Regelmäßige Leser des Blogs wissen, dass Zeitreisefilme so ziemlich das Beste sind, was es gibt. Auch für junge Filmemacher, denn so werden spektakuläre Geschichten erzählbar, ohne dass ein großer materieller Aufwand für ihre Realisation betrieben werden müsste. Ein motiviertes Team und ein tolles Drehbuch ersetzen hohe Produktionswerte, denn die Zeitreise liefert auch auf der bloßen Behauptungsebene bei geschickter Verpackung eine wundervolle Erklärung für so ziemlich alles. Bradley Kings Langfilmdebut Time Laps lockt darüber hinaus mit einer reichlich interessanten Umkehrung des altbekannten Zeitsprungsystems.
You don’t fuck with time.
Story
Finn ist Hausmeister aus Notwendigkeit und Maler aus Leidenschaft. Letzteres jedoch schon seit Längerem ohne einen Funken Inspiration. Jasper ist sein bester Kumpel, der in erster Linie Wetten mit Sport und Videospiele mit Finn mag.

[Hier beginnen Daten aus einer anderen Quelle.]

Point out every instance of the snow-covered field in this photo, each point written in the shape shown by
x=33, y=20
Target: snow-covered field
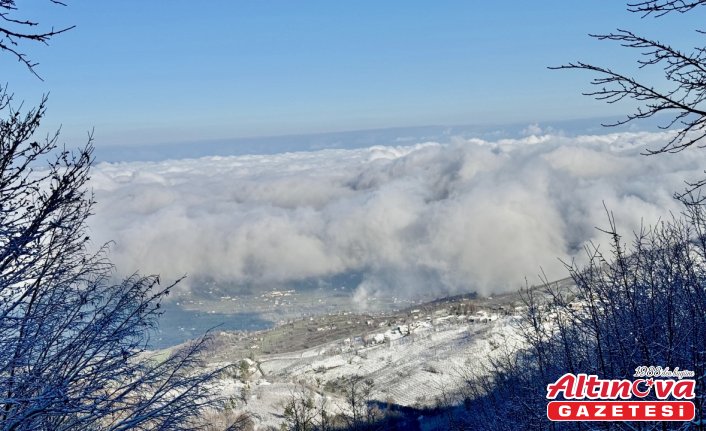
x=410, y=365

Callie ist Finns Freundin und pragmatisch genug verurteilt, um die Wohngemeinschaft dieser drei Menschen in ihren Zwanzigern am Funktionieren zu halten.
Da einer der Mieter des – sehr kleinen und umzäunten – Wohnbezirks bereits zwei Monate mit seiner Miete im Rückstand ist, schaut Finn dort nach dem Rechten.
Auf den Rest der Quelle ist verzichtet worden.